McCorkle works between a variety of mediums with sound usually being a signature component. Creations like Antipsychotic, co-founding cdza, and collaborating with artists such as Jakob Kudsk Steensen.

==Music production==
McCorkle has worked with numerous mainstream artists including John Legend, A.R. Rahman, Fabolous, Angel Taylor and Laura Izibor. He created a mobile recording studio to work with artists such as Sublime with Rome, LMFAO, We The Kings, Less Than Jake, New Found Glory, Jonathan Batiste and Tinie Tempah.

== Sound art and installations ==
McCorkle blends augmented audio, audio scripting, ambisonics and field recordings to create a unique soundscape style derived from natural elements. His work has been shown internationally. McCorkle is known for his use of web audio scripting to create interactive audio applications that feature his creations.

==Benefit recordings==
McCorkle has engaged in benefit recordings to celebrate prestigious organizations and their efforts to support the musical community. Such an event took place in the summer of 2011 to honor From The Top and their new Center for the Development of Arts Leaders (CDAL) Boston with the track "And The Sound is Music." Another benefit recording was in early 2011 to celebrate Wingspan Arts and their extraordinary outreach program with the track "Blackbird (Fly Into The Light)."

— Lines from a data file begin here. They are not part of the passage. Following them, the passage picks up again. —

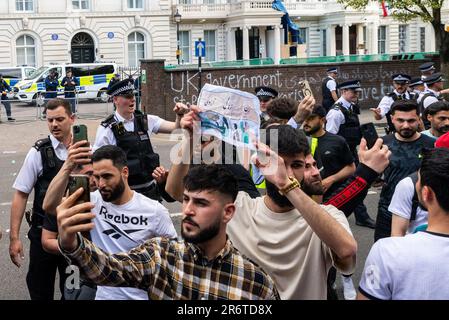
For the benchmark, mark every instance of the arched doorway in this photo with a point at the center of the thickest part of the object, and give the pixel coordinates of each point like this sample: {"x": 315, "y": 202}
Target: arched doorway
{"x": 83, "y": 48}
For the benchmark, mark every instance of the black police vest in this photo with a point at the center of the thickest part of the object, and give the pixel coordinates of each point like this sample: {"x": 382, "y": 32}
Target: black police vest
{"x": 140, "y": 156}
{"x": 51, "y": 165}
{"x": 422, "y": 110}
{"x": 350, "y": 130}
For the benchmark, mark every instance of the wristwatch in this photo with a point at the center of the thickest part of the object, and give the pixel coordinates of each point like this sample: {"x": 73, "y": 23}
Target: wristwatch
{"x": 292, "y": 185}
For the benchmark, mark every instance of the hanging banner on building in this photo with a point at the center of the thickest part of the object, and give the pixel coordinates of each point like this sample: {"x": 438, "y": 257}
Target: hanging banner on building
{"x": 231, "y": 115}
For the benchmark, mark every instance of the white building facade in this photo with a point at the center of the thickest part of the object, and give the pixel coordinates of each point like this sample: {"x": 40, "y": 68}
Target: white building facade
{"x": 40, "y": 32}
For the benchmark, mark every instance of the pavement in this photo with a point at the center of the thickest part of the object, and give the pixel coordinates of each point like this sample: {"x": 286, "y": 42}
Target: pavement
{"x": 17, "y": 138}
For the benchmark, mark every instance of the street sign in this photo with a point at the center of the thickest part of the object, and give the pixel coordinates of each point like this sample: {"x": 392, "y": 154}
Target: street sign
{"x": 200, "y": 48}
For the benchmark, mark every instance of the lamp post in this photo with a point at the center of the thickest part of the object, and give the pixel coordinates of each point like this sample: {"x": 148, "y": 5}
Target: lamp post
{"x": 177, "y": 18}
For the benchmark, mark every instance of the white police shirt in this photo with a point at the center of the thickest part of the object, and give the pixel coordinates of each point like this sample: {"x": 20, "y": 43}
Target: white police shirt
{"x": 387, "y": 101}
{"x": 335, "y": 118}
{"x": 32, "y": 166}
{"x": 401, "y": 204}
{"x": 429, "y": 100}
{"x": 120, "y": 228}
{"x": 414, "y": 267}
{"x": 105, "y": 136}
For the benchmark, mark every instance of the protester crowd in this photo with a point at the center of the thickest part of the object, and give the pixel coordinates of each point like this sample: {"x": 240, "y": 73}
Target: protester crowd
{"x": 270, "y": 224}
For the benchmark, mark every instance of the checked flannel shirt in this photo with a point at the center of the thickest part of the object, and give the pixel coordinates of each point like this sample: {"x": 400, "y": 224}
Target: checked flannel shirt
{"x": 172, "y": 269}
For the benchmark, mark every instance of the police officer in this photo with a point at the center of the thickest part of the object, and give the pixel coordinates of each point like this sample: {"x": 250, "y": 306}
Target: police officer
{"x": 4, "y": 89}
{"x": 400, "y": 84}
{"x": 329, "y": 88}
{"x": 70, "y": 83}
{"x": 416, "y": 86}
{"x": 432, "y": 94}
{"x": 343, "y": 119}
{"x": 41, "y": 165}
{"x": 130, "y": 130}
{"x": 265, "y": 95}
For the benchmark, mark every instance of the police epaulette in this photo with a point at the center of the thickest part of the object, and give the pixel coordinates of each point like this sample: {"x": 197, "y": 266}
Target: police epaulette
{"x": 39, "y": 144}
{"x": 108, "y": 121}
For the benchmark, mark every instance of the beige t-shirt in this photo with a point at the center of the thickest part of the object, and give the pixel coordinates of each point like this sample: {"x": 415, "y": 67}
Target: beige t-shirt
{"x": 285, "y": 246}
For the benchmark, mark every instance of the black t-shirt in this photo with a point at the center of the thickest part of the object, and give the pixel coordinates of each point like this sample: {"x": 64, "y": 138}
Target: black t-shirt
{"x": 332, "y": 154}
{"x": 50, "y": 223}
{"x": 405, "y": 159}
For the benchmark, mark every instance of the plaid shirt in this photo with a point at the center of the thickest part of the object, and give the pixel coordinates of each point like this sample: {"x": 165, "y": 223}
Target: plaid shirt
{"x": 172, "y": 269}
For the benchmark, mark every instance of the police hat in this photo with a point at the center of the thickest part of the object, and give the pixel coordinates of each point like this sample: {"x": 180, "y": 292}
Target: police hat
{"x": 353, "y": 84}
{"x": 427, "y": 66}
{"x": 319, "y": 111}
{"x": 266, "y": 92}
{"x": 434, "y": 78}
{"x": 401, "y": 78}
{"x": 416, "y": 82}
{"x": 121, "y": 88}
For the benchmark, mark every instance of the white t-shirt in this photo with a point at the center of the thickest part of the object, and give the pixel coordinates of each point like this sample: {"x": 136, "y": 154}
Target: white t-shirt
{"x": 401, "y": 204}
{"x": 414, "y": 267}
{"x": 105, "y": 136}
{"x": 32, "y": 166}
{"x": 285, "y": 246}
{"x": 122, "y": 228}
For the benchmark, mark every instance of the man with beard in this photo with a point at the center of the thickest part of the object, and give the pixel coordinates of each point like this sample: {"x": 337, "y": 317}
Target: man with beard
{"x": 124, "y": 218}
{"x": 400, "y": 85}
{"x": 414, "y": 267}
{"x": 294, "y": 243}
{"x": 41, "y": 165}
{"x": 438, "y": 116}
{"x": 203, "y": 266}
{"x": 406, "y": 145}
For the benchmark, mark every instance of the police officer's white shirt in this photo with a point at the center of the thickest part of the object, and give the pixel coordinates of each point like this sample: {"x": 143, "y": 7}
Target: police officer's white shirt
{"x": 414, "y": 267}
{"x": 401, "y": 204}
{"x": 32, "y": 166}
{"x": 429, "y": 100}
{"x": 335, "y": 118}
{"x": 120, "y": 228}
{"x": 105, "y": 136}
{"x": 387, "y": 101}
{"x": 332, "y": 84}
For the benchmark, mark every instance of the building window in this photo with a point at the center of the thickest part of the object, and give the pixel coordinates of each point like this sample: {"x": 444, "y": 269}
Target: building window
{"x": 24, "y": 5}
{"x": 209, "y": 38}
{"x": 403, "y": 38}
{"x": 136, "y": 48}
{"x": 422, "y": 39}
{"x": 382, "y": 39}
{"x": 135, "y": 4}
{"x": 26, "y": 51}
{"x": 184, "y": 44}
{"x": 324, "y": 42}
{"x": 81, "y": 4}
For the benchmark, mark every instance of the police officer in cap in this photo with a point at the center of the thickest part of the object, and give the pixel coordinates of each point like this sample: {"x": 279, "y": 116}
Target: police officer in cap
{"x": 130, "y": 130}
{"x": 40, "y": 166}
{"x": 265, "y": 95}
{"x": 400, "y": 84}
{"x": 343, "y": 119}
{"x": 329, "y": 88}
{"x": 432, "y": 94}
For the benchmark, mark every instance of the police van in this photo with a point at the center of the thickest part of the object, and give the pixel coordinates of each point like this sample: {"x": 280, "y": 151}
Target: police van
{"x": 13, "y": 75}
{"x": 93, "y": 79}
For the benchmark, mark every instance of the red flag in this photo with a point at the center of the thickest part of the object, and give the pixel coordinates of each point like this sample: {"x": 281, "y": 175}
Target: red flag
{"x": 384, "y": 9}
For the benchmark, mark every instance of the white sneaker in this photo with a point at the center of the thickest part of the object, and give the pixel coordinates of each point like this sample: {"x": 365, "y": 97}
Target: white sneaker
{"x": 348, "y": 288}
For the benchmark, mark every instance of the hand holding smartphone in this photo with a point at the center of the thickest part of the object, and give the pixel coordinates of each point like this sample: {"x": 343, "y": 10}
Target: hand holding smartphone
{"x": 369, "y": 133}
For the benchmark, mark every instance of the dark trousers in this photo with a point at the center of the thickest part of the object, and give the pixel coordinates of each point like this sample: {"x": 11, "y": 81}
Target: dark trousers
{"x": 42, "y": 269}
{"x": 7, "y": 105}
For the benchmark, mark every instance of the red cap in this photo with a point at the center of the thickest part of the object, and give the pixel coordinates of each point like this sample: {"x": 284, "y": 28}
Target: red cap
{"x": 443, "y": 141}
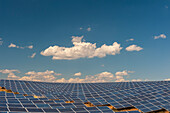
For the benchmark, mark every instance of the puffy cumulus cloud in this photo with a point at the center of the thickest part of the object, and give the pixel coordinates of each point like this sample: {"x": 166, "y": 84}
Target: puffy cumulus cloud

In 2013, McCorkle put on a big band gala in the ballroom of The Hallmark (Battery Park City's senior residence). The goal of the evening was to recreate the zeitgeist of the early 1930s big band era for the center's residents while raising money for Alzheimer's research. The night was recorded and released as a digital download on Bandcamp. All ticket and record sales were benefited the Alzheimer's Foundation of America.